[Squeakfoundation]An architecture for sustainable Squeaking

Jesse Welton squeakfoundation@lists.squeakfoundation.org
Mon, 4 Jun 2001 13:44:49 -0400 (EDT)


Henrik Gedenryd wrote:
> 
> Well, this is essentially the problem addressed by allowing separate modules
> use the same selector for different methods. If you have that ability then
> there's no problem I guess.
> 
> We'll probably need to allow it, but I don't realistically believe this
> dual-methods thing will be among the first things we choose to spend time
> on. It's really a quite rare special case. I think we might classify it as
> allowed but preferrably avoided practice (cf. adding methods to Object). The
> "further in" toward the core, the more we'd try to avoid it unless
> warranted.
> 
> But I though about this example, in code inside a module:
> 
> 'bla bla' selectorDefinedTwice
> 
> Here, the Compiler creates a String. Are present implementations that allow
> this smart enough to instantiate a String as it is known in the creating
> namespace, with the right method defined?

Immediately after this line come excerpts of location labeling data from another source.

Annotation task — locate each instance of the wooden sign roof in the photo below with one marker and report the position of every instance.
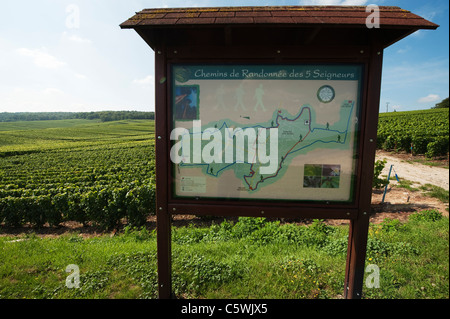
(304, 25)
(332, 15)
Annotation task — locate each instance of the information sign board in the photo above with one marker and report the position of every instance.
(265, 132)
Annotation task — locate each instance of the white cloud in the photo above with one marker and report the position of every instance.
(333, 2)
(80, 76)
(429, 98)
(41, 58)
(148, 80)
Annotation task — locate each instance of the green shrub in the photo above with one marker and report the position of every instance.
(430, 215)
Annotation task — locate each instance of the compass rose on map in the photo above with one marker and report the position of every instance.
(325, 94)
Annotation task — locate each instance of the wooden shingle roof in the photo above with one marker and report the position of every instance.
(319, 15)
(281, 25)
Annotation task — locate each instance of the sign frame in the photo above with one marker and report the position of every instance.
(302, 72)
(273, 35)
(358, 212)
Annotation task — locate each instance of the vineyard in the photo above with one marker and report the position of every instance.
(420, 132)
(103, 173)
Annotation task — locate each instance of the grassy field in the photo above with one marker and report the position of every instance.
(85, 170)
(252, 258)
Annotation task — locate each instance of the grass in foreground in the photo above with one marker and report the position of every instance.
(253, 258)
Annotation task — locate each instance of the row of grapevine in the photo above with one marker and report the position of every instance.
(105, 207)
(421, 132)
(101, 184)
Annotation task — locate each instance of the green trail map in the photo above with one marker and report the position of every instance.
(230, 112)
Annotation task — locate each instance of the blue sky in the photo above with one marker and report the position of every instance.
(58, 55)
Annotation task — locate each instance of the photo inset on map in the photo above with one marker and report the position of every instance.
(186, 102)
(321, 176)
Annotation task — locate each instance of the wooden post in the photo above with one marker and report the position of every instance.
(359, 227)
(163, 216)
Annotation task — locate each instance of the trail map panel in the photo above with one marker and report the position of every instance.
(266, 132)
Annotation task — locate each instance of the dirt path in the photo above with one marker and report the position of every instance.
(418, 173)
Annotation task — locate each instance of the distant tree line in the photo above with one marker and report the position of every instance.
(103, 116)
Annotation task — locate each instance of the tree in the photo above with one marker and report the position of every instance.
(442, 104)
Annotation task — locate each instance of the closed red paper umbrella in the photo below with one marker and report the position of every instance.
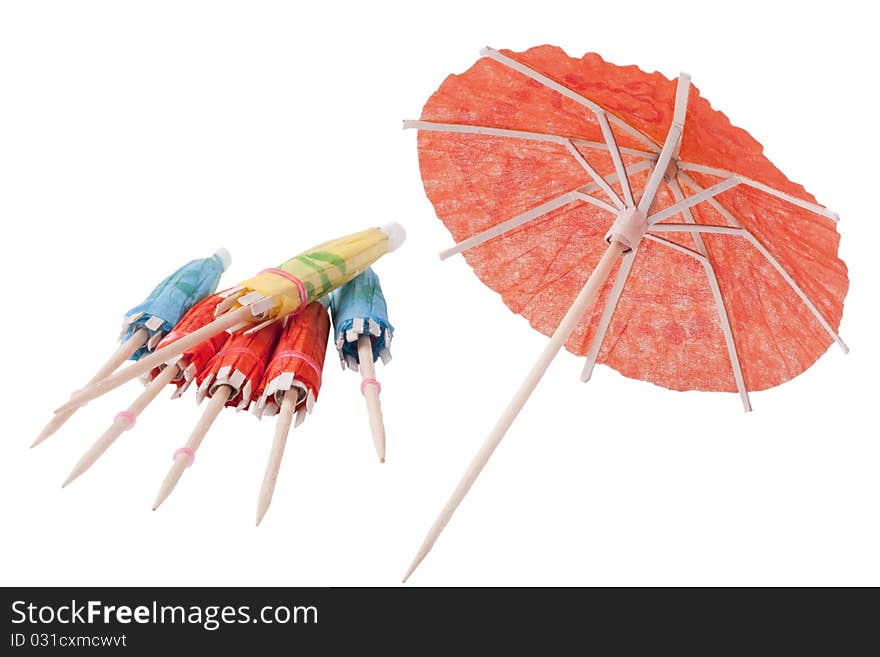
(291, 385)
(626, 218)
(229, 379)
(179, 372)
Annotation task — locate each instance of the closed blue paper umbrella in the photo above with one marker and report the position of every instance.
(146, 323)
(363, 335)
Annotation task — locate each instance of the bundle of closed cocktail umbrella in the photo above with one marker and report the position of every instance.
(258, 346)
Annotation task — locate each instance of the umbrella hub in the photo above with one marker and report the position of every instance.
(628, 228)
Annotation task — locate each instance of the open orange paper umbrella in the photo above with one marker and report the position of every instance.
(623, 216)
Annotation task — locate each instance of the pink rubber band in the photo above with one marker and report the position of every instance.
(303, 293)
(128, 416)
(370, 382)
(308, 360)
(191, 455)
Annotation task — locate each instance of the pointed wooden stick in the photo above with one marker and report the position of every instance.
(123, 421)
(122, 354)
(282, 428)
(371, 393)
(157, 358)
(183, 461)
(569, 322)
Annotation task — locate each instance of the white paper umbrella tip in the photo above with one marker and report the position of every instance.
(396, 235)
(224, 256)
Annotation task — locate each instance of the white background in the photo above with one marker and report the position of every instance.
(137, 136)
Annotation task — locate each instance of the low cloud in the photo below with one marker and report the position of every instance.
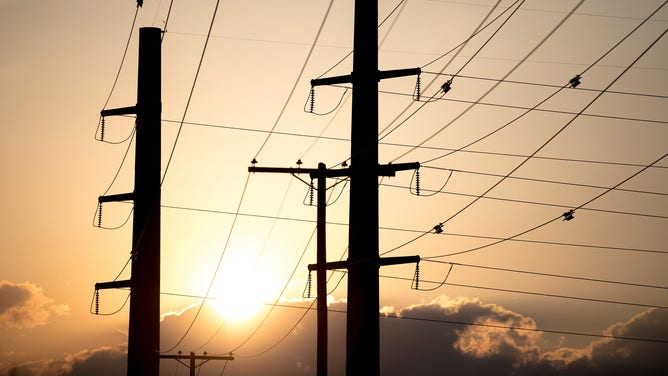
(104, 361)
(24, 305)
(432, 338)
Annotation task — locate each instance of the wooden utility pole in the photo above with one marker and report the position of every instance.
(192, 366)
(362, 324)
(144, 283)
(321, 173)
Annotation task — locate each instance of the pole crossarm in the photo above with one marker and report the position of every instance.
(348, 78)
(113, 285)
(118, 197)
(120, 111)
(383, 261)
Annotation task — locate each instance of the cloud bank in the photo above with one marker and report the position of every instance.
(421, 339)
(24, 305)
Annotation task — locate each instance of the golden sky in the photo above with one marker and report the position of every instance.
(504, 154)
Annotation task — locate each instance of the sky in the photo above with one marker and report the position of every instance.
(506, 285)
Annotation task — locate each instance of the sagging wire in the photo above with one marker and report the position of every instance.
(95, 305)
(418, 188)
(309, 106)
(439, 285)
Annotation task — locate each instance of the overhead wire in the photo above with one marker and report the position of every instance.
(445, 233)
(120, 68)
(542, 224)
(217, 269)
(589, 103)
(192, 90)
(296, 83)
(551, 275)
(481, 26)
(491, 89)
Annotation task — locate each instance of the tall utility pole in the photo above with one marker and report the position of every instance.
(144, 322)
(362, 330)
(321, 173)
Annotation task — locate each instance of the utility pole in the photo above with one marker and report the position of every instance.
(192, 357)
(321, 173)
(144, 283)
(362, 325)
(321, 265)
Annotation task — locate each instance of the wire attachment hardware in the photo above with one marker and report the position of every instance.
(99, 214)
(97, 301)
(416, 277)
(311, 192)
(418, 88)
(575, 81)
(102, 129)
(309, 282)
(568, 215)
(446, 86)
(417, 182)
(312, 100)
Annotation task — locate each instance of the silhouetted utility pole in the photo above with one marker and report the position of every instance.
(144, 283)
(362, 331)
(321, 173)
(192, 357)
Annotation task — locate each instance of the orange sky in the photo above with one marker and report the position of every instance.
(520, 161)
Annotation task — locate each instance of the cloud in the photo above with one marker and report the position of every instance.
(24, 305)
(104, 361)
(432, 338)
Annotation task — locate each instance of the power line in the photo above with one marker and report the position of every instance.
(593, 300)
(465, 323)
(562, 276)
(544, 85)
(211, 211)
(192, 90)
(493, 198)
(571, 184)
(343, 139)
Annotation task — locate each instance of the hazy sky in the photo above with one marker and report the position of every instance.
(507, 287)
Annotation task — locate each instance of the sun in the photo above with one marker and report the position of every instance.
(241, 291)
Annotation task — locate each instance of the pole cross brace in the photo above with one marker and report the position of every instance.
(348, 78)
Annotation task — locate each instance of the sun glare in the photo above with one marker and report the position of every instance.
(241, 292)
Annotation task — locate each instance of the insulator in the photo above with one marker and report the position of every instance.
(312, 99)
(416, 277)
(417, 182)
(99, 214)
(447, 86)
(308, 285)
(311, 192)
(418, 88)
(575, 81)
(97, 302)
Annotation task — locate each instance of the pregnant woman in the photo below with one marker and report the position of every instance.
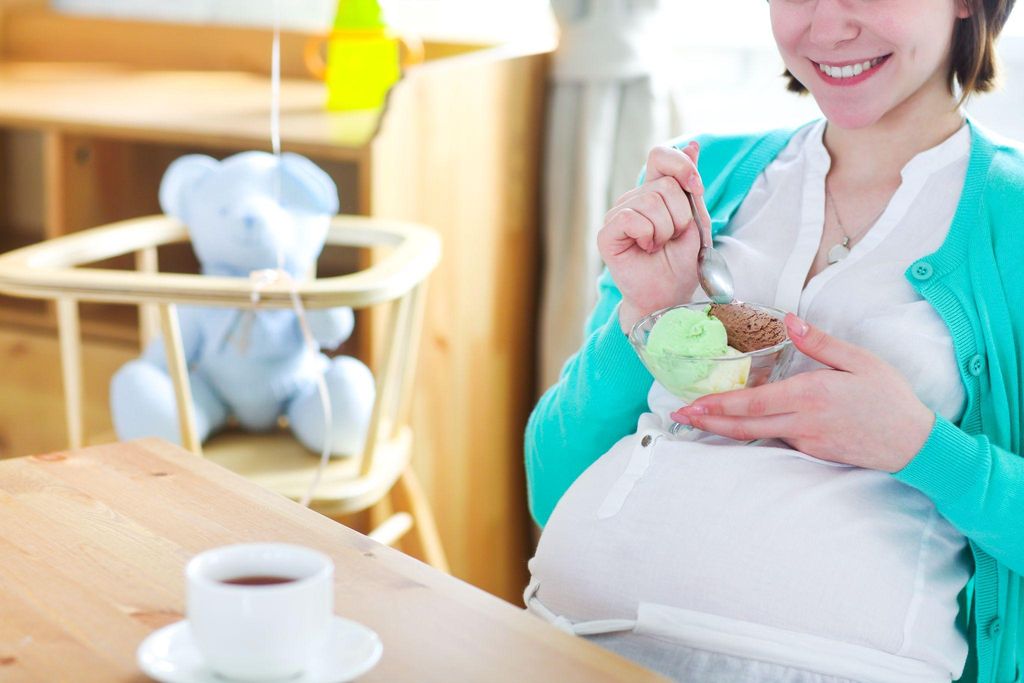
(873, 529)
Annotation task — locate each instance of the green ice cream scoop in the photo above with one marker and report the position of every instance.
(687, 332)
(678, 342)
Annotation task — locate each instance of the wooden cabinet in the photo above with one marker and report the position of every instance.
(91, 113)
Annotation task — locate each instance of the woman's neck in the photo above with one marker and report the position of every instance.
(881, 151)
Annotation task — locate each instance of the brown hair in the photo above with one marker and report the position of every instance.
(974, 63)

I haven't followed the namespace issues too closely, so I have a
question here: Do you mean that in each namespace there is a different
String class object, with a different method dictionary?  In that
case, how would a String created in one namespace work within another?
It seems like it would be complicated to allow methods in one module
perform lookups in a different namespace than those in another module,
while retaining interoperability of the data.

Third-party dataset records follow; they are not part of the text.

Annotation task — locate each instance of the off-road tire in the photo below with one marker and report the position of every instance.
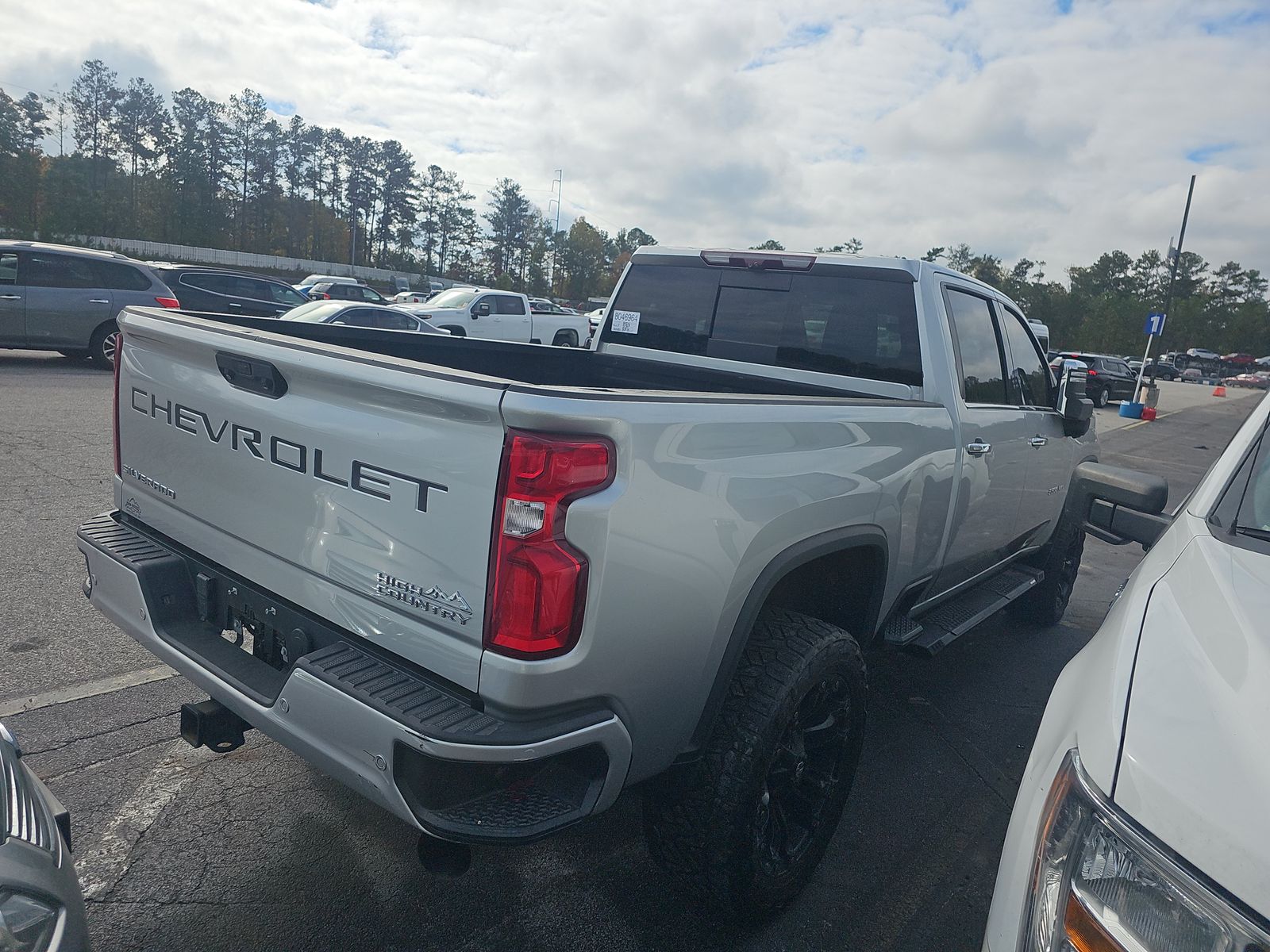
(102, 346)
(1060, 562)
(710, 825)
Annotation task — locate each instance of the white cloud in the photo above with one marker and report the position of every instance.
(997, 122)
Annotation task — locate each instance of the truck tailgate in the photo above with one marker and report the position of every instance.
(365, 493)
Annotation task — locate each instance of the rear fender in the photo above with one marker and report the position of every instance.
(837, 541)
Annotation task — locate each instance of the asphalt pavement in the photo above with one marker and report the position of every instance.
(182, 848)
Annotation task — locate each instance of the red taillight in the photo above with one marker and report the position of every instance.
(540, 581)
(118, 359)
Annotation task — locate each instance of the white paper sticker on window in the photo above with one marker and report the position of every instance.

In many ways, I think it would be simpler to ensure that the symbol
#selectorDefinedTwice defined in module Foo is a different object from
the symbol #selectorDefinedTwice defined in module Bar.  (That is,
they have the same string representation, but different identities.)
That would mean that classes could use flat method dictionaries,
shared between all namespaces.  It would be implemented by having a
separate symbol table for each namespace, arranged heirarchically.

When compiled, your method (in Foo) calling

 'bla bla' selectorDefinedTwice

would contain a reference to the symbol #selectorDefinedTwice found in
Foo's symbol table, rather than Bar's symbol table.  Any way your
method was called (including callback initiated from another module's
code), it would automatically call the right selectorDefinedTwice
method, without any change to the method lookup semantics.

Or is this crazy, for some reason I don't yet appreciate?